Articles
9 June 2022

ECB demonstrates hawkishness

At the press conference today, the European Central Bank tried to demonstrate a gradually accelerating hawkishness, keeping the door open to a series of rate hikes. With a chance that the ECB’s own growth forecasts are too optimistic, today’s hawkishness might soon turn out to have been premature

Christine Lagarde, president of the European Central Bank
Christine Lagarde, president of the European Central Bank

The facts are clear: the ECB today finally put an official end to its long era of unconventional monetary policy measures. Net asset purchases will be ended by 1 July and negative interest rates will be history before the end of the summer. However, whether the ECB is now fully determined to bring inflation back to 2% as soon as possible or whether it will be a gradual process of policy normalisation remains unclear.

What did the ECB decide?

  • Net asset purchases will end as of 1 July.
  • Reinvestments of the Pandemic Emergency Purchase Programme will continue at least until the end of 2024 and will remain the main instrument against a widening of yield spreads.
  • The policy rate remains unchanged, but the ECB announced it ‘intends’ to hike rates by 25bp in July and 'expects to raise' rates probably by 25bp in September.
  • The door to a rate hike of 50bp in September is wide open as the statement says, “If the medium-term inflation outlook persists or deteriorates, a larger increment will be appropriate at the September meeting.”
  • The door to a tightening cycle was left open as the ECB also said that “a gradual but sustained path of further increases in interest rates will be appropriate” beyond September.

The macro-economic backdrop of today’s decision has stagflation written all over it. The latest projections of the Eurosystem estimate inflation will come in at 6.8% in 2022, 3.5% in 2023, and 2.1% in 2024. GDP growth is expected to come in at 2.8% in 2022, 2.1% in 2023, and 2.1% in 2024. Interestingly, the staff projections show that inflation will return to 2.0% in the second half of 2024. It is also noteworthy that the technical asusmptions have the 3m Euribor interest rate at 1.3% in 2023 and 1.6% in 2024. In combination with inflation returning to 2%, this gives a very good proxy of where the neutral interest rate could be, without talking about such a concept.

Finally, given that oil prices have increased again since the cut-off date of these forecasts, we expect further upward revisions to these inflation forecasts and downward revisions to the growth forecasts.

More hawkishness during the press conference

During the press conference, ECB President Christine Lagarde said that today’s decision was taken unanimously and that the discussion at today’s meeting mainly focused on the challenge of high inflation and how to tackle it. She emphasised that the ECB was on a journey of normalisation which would not stop in September and that the ECB was also determined to bring down inflation as quickly as possible. A clear hawkish message. At the same time, however, Lagarde stressed the graduality of this normalisation process and the full awareness for potential fragmentation and widening bond yields.

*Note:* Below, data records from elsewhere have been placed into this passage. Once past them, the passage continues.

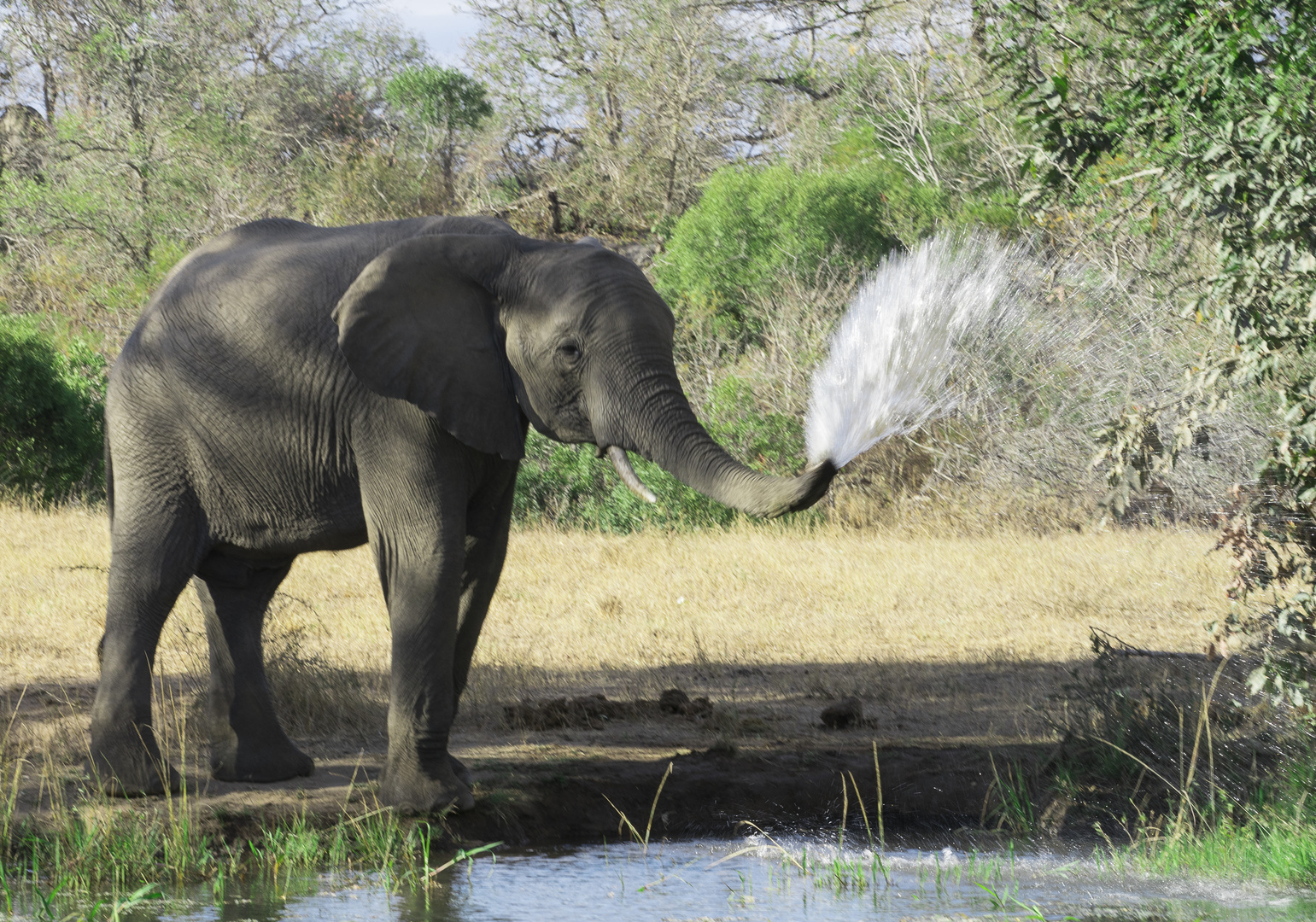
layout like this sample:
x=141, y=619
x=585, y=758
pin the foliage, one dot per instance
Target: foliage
x=1213, y=108
x=613, y=112
x=445, y=99
x=440, y=96
x=753, y=226
x=165, y=124
x=50, y=413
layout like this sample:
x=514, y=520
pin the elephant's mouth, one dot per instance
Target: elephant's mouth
x=617, y=455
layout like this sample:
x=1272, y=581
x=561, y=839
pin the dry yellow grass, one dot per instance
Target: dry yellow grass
x=624, y=613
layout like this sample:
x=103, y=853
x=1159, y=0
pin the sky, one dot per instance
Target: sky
x=438, y=22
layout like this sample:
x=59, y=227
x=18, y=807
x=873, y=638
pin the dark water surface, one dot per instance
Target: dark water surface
x=710, y=880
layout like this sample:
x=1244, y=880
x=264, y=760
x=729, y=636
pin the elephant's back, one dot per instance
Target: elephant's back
x=231, y=386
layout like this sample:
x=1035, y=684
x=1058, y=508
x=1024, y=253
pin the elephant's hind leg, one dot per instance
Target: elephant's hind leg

With inflation running red hot but at the same time the eurozone economy slowing down and facing stagnation or even recession, the ECB’s window to normalise monetary policy has been narrowing almost by the day. Today’s decision shows it's managed to find a compromise between the doves and the hawks. A 50bp rate hike in July seemed to be fended off by opening the door to a 50bp move in September. The era of net asset purchases will come to an end in three weeks, and the era of negative interest rates will come to an end before the autumn. Simply put, the ECB just announced the end of a long era of unconventional monetary policy and this is not where the ECB wants it to stop. Given Lagarde’s tone at the press conference, the ECB seems to be determined to engage in further rate hikes beyond September. How far this tightening cycle could go, however, is still far from certain.

But is this really the time for a hiking cycle?

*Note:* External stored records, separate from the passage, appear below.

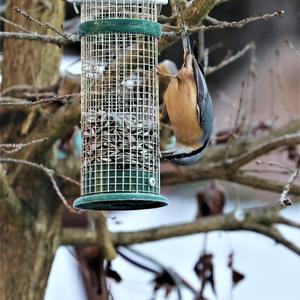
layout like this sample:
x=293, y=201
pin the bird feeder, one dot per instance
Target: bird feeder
x=120, y=163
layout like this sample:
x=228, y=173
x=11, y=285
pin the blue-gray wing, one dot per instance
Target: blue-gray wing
x=205, y=105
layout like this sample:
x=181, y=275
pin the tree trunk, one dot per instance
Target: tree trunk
x=29, y=239
x=32, y=63
x=27, y=249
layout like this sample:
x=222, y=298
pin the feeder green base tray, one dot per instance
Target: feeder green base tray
x=120, y=201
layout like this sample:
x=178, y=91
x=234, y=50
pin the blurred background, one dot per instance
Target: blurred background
x=267, y=270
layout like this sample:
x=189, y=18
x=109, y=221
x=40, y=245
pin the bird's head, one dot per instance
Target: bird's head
x=187, y=59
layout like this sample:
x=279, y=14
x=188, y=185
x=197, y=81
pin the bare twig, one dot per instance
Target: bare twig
x=21, y=102
x=288, y=222
x=292, y=47
x=50, y=173
x=59, y=41
x=14, y=25
x=259, y=219
x=274, y=234
x=45, y=25
x=291, y=139
x=222, y=24
x=230, y=59
x=284, y=199
x=275, y=164
x=11, y=148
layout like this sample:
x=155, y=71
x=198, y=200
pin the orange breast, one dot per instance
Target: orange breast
x=181, y=104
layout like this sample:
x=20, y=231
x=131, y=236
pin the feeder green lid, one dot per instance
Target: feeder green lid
x=120, y=201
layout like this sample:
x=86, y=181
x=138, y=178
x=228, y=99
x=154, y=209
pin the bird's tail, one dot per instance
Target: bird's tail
x=186, y=44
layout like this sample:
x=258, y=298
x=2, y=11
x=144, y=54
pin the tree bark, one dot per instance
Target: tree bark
x=32, y=63
x=28, y=238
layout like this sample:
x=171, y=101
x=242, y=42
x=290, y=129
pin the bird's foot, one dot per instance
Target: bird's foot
x=163, y=74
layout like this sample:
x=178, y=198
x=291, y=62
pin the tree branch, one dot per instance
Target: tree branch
x=9, y=204
x=254, y=219
x=270, y=145
x=59, y=41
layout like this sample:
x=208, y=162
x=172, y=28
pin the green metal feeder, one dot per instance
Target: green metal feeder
x=120, y=165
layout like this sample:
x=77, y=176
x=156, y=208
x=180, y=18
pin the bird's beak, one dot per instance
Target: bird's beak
x=187, y=59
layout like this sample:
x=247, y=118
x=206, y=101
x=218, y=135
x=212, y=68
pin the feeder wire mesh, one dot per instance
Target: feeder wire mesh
x=119, y=106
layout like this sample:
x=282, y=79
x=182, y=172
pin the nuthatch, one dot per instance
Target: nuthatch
x=189, y=107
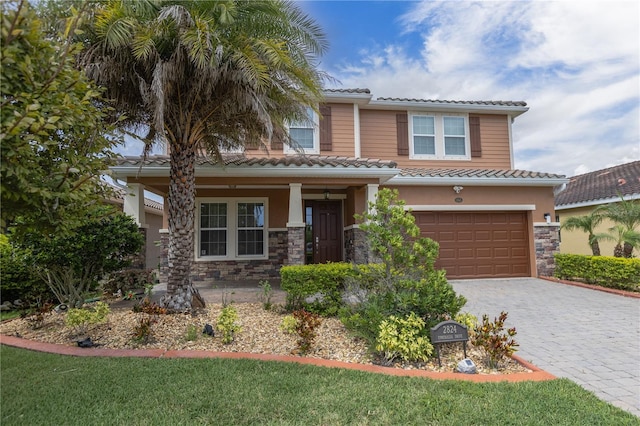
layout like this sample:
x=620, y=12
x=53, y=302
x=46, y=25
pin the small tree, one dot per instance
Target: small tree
x=72, y=264
x=408, y=283
x=587, y=224
x=54, y=144
x=626, y=215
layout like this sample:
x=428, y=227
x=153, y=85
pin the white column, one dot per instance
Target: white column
x=134, y=203
x=372, y=192
x=295, y=206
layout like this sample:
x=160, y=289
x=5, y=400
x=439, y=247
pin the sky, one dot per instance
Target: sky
x=575, y=63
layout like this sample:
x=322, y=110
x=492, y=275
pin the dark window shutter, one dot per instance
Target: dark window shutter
x=402, y=125
x=325, y=128
x=474, y=136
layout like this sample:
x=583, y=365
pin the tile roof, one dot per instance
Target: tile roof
x=364, y=91
x=288, y=161
x=445, y=102
x=605, y=184
x=477, y=173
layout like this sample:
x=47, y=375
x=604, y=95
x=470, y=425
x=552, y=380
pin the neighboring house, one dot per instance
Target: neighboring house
x=149, y=218
x=451, y=161
x=585, y=192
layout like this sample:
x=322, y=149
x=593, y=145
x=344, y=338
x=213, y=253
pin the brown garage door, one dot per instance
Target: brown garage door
x=479, y=245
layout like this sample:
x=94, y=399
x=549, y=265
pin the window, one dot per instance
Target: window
x=305, y=134
x=438, y=136
x=232, y=229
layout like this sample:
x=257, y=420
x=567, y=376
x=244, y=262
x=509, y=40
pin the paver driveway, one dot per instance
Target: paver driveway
x=588, y=336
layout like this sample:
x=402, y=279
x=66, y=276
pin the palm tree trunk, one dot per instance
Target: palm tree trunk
x=617, y=250
x=181, y=294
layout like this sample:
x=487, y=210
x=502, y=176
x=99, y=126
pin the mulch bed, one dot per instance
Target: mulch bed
x=260, y=334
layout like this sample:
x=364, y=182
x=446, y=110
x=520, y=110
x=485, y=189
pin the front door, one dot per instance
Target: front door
x=326, y=231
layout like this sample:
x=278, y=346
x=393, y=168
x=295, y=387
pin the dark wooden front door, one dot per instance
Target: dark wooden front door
x=326, y=231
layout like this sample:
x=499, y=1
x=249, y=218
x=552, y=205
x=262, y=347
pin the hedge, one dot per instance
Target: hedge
x=324, y=282
x=606, y=271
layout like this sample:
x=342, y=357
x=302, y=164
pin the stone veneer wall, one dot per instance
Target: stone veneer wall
x=547, y=243
x=295, y=246
x=233, y=270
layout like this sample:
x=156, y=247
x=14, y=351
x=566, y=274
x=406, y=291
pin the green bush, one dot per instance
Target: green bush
x=403, y=338
x=227, y=324
x=127, y=279
x=406, y=282
x=613, y=272
x=497, y=342
x=17, y=278
x=81, y=318
x=326, y=280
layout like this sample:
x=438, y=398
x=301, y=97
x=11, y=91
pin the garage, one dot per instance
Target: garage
x=479, y=244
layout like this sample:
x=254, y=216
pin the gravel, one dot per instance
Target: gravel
x=260, y=334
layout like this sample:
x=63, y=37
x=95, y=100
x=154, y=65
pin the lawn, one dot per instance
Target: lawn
x=39, y=388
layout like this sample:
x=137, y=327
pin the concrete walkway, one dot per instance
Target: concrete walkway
x=588, y=336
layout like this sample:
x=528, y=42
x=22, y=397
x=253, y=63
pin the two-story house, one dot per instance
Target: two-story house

Inflation is still mainly driven by higher energy and commodity prices. The pass-through of higher producer prices will continue but there is a high likelihood that inflation will come down significantly in the course of 2023. Also, there is very little that ECB normalisation can currently do to bring down supply-driven inflation.

Today’s decision illustrates that the ECB is willing to engage in a series of rate hikes. Given that the ECB’s own growth forecasts currently look very optimistic, there is, however, a high risk that there will be far fewer rate hikes beyond September than today’s ECB meeting suggested. The ECB clearly wants to go beyond ‘just’ ending unconventional measures but whether it will really get there is far from certain. The journey Lagarde talked about today could be much shorter than the ECB thinks.